Endourology and Stone

Who has Kidney Stones and Why?

In general, metabolic and environmental factors are the most important factors in kidney stone formation. Factors affecting stone formation include heredity, nutrition, gender, age, geography, climate and occupational characteristics. At least 25 percent of patients with stone disease have stone disease in the family. Therefore, family predisposition can be mentioned.

Stone disease in men is more than 3 times more than women. This is because estrogen hormone in women increases the level of citrate, which is the preservative in urine, and decreases the amount of urinary oxalate involved in stone formation. It is more common in mountainous, desert and tropical regions. In some of our regions, the risk of stone disease is 2-3 times higher. It is more common in Southeastern Anatolia, Mediterranean and Black Sea regions. Therefore, geography is a factor affecting both the frequency and type of stone formation. In the summer increases the risk of stones. Contact with the sun also increases the amount of calcium in the urine by increasing the synthesis of vitamin D. The frequency of stone disease is increasing especially in hot environments. For example; agricultural workers, workers working outdoors. The risk of stone formation also increases in people who are working on a desk or who are sedentary or bedridden.


What are the Symptoms of Kidney Stones?

Stone disease usually allows you to consult a doctor by giving a complaint. The most common symptom is pain. As the pain may be in the kidney, the stone may be in the groin or lower depending on its placement in the urinary canals. Sometimes there may be mild muscle pain in the lower back and back areas. Anyone who tries to drop stone from the urinary tract knows that this period can be very painful. The cause of the pain is usually the blockage of the urinary tract. Sudden and nearly complete blockage causes severe stone pain. Kidney stones can cause symptoms such as nausea, vomiting, bleeding in the urine, and sudden deterioration in the urination behavior. Among them; frequent urination, failure to urinate, burning during urination, decrease in urine flow.
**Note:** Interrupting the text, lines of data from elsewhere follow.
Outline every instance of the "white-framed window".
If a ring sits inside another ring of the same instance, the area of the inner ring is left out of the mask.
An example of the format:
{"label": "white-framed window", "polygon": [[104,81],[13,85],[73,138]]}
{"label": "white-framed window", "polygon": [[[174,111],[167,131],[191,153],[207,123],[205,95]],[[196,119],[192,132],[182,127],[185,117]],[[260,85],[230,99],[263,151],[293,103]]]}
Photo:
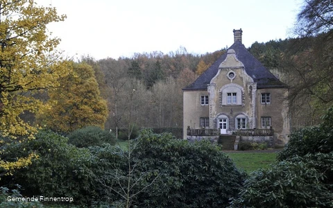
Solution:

There are also cases where kidney stones do not give any symptoms. Therefore, regular health checks are important in terms of detecting stones that do not show any symptoms.

What are the Drawbacks if Kidney Stones are not Attented to?

The presence of stones in the kidney can lead to severe pain or other symptoms that can seriously impair one's quality of life. In addition, kidney infection is one of the most important risks that untreated stones can cause. In the presence of infection; high fever, chills, chills may be symptoms. This occurs when the infection affects the kidney. When kidney infection occurs, it can damage kidney tissue. The emergence of infection may also complicate stone therapy. Therefore, the treatment plan should be performed before the kidney infection develops in the presence of stones. If the stone remains in the kidney or urine for a long time without treatment, another risky condition that it may cause is impaired renal function. Since it is not treated on time, kidney or urinary canal stones can be found that lead to the loss of the whole kidney.

What are the Conditions that Increase the Susceptibility to Kidney Stone Disease?

Since kidney stone disease can often be repeated, it is necessary to determine the situations that increase the susceptibility and take measures against it. The tendency to kidney stone may increase in the following cases:
  • Early onset of the disease (under 25 years)
  • Frequent urinary tract inflammation
  • Some types of stones (infectious stones, uric acid or urate stones, ie gout)
  • Children and adolescents
  • Genetic diseases (Cystinuria, primary hyperoxaluria, renal tubular acidosis type I, xanthine, cystic fibrosis)
  • Hyperparathyroidism (overwork of the parathyroid gland)
  • Intestinal diseases and previous gastrointestinal surgery (bowel disturbance, previous gastrointestinal surgery, Crohn's disease, colitis and some metabolic diseases)
  • Family history
  • Finding only one kidney
  • Two-sided stone burden
  • Stone remains in the kidney after stone treatment
  • Some drugs (such as excess calcium and vitamin D supplementation, some diuretics, antacids, goiter medications)
  • Anatomical disorders in kidney or urinary canals
  • Low urine citrate (citrate has a preventive effect on stone formation)
  • Changes in urine pH (too low or too high)

In Which Situations is Intervention Necessary?

Interventional therapies are planned regardless of the size of the stone. Stones placed in small chambers called calyx in the kidney, which do not obstruct the urinary tract and cause no disturbance to the patient, can be followed for a while; however, the general opinion is that it is more appropriate to treat such stones by selecting one of the least risky methods for the patient.